I think my love affair with Anthropologie has officially ended. If it hasn’t ended, it’s on a long hiatus.
Anthropologie left a bad taste in my mouth after I read this post by Maya over at KinzieSays. It’s like a light bulb went off in my head. Why was I singing the praises of a company that couldn’t be bothered to put one model of color (oh, sorry there is one pouty Asian model up there) on their sister wedding website, BHLDN? That’s bunk.
After Maya’s post, I kinda avoided Anthro all together. I needed a breather. The pretty details I had obsessed over all these years had turned into nothing more than a blurred haze of overpriced shabby chic vomit.
One question turned into many. Why do I need a ballooning tank top with a ruffle on the collar for $90 anyway? Why was I so fucking giddy over a $2,000 chair the size of doll furniture I couldn’t afford? What has Anthropologie ever done for me?

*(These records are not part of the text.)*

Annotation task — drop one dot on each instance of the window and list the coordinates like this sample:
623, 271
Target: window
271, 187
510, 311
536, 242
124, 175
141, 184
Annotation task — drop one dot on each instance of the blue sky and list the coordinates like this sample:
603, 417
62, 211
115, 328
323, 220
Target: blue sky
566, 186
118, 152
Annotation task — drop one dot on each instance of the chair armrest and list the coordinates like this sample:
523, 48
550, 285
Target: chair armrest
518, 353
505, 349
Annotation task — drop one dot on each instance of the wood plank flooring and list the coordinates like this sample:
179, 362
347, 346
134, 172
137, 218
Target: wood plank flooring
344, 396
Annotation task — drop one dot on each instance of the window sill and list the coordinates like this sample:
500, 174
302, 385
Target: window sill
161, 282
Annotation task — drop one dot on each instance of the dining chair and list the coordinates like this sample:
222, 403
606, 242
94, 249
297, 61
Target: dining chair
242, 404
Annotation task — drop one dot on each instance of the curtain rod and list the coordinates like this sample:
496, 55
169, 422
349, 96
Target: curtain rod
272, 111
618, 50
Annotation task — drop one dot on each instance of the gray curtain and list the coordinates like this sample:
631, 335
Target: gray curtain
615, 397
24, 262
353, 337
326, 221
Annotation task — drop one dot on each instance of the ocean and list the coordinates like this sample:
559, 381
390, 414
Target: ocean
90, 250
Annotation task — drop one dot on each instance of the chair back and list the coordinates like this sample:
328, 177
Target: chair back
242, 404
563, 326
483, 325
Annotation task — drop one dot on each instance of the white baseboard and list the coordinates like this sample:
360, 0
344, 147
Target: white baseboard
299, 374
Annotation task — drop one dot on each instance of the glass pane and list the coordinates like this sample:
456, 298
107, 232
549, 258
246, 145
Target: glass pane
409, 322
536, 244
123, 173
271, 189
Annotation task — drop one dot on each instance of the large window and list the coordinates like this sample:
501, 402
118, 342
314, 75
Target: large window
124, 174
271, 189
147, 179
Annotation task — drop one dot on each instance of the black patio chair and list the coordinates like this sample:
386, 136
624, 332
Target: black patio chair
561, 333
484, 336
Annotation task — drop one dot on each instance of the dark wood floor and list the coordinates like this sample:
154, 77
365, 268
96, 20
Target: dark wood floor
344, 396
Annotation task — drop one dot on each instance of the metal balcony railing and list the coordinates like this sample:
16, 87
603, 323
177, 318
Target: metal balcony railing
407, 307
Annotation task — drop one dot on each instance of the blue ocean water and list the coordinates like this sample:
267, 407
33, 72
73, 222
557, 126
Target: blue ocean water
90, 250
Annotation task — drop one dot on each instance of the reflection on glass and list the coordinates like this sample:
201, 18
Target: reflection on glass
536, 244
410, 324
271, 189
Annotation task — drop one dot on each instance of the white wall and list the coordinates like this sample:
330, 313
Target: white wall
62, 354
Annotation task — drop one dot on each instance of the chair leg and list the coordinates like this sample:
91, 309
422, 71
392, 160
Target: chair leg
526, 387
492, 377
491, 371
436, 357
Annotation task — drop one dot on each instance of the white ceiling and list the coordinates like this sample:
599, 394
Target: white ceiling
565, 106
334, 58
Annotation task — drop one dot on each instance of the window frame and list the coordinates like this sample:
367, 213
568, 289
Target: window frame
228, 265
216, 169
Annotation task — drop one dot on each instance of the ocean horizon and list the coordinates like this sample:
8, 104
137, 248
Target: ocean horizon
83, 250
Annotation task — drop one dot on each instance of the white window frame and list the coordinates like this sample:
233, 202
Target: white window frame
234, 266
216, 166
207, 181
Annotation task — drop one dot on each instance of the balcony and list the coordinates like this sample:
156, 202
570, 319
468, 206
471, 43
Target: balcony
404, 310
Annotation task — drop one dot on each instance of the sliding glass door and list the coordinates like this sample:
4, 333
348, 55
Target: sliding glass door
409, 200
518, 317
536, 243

They won’t even explain the purpose of that ridiculous yellow membership card I swipe every time I pay for something. I’ve yet to see a discount come from the fruits of my wallet’s labor. Bah.
Ultimately, this means very little adjustment in my life, but for blogging purposes I thought I’d discuss it a bit more in-depth. I may still take an occasional stroll through my local store, or flip through a catalog, but I no longer view their merchandise through rose-colored glasses. I’m over it.
I’m actually pretty unaware of the history of most of the retail stores I frequent. I don’t make it a habit of researching that kind of stuff. Maybe I should?
Do you think about the companies you patronize regularly? Did you ever learn of something that made you think twice or caused you to stop shopping there?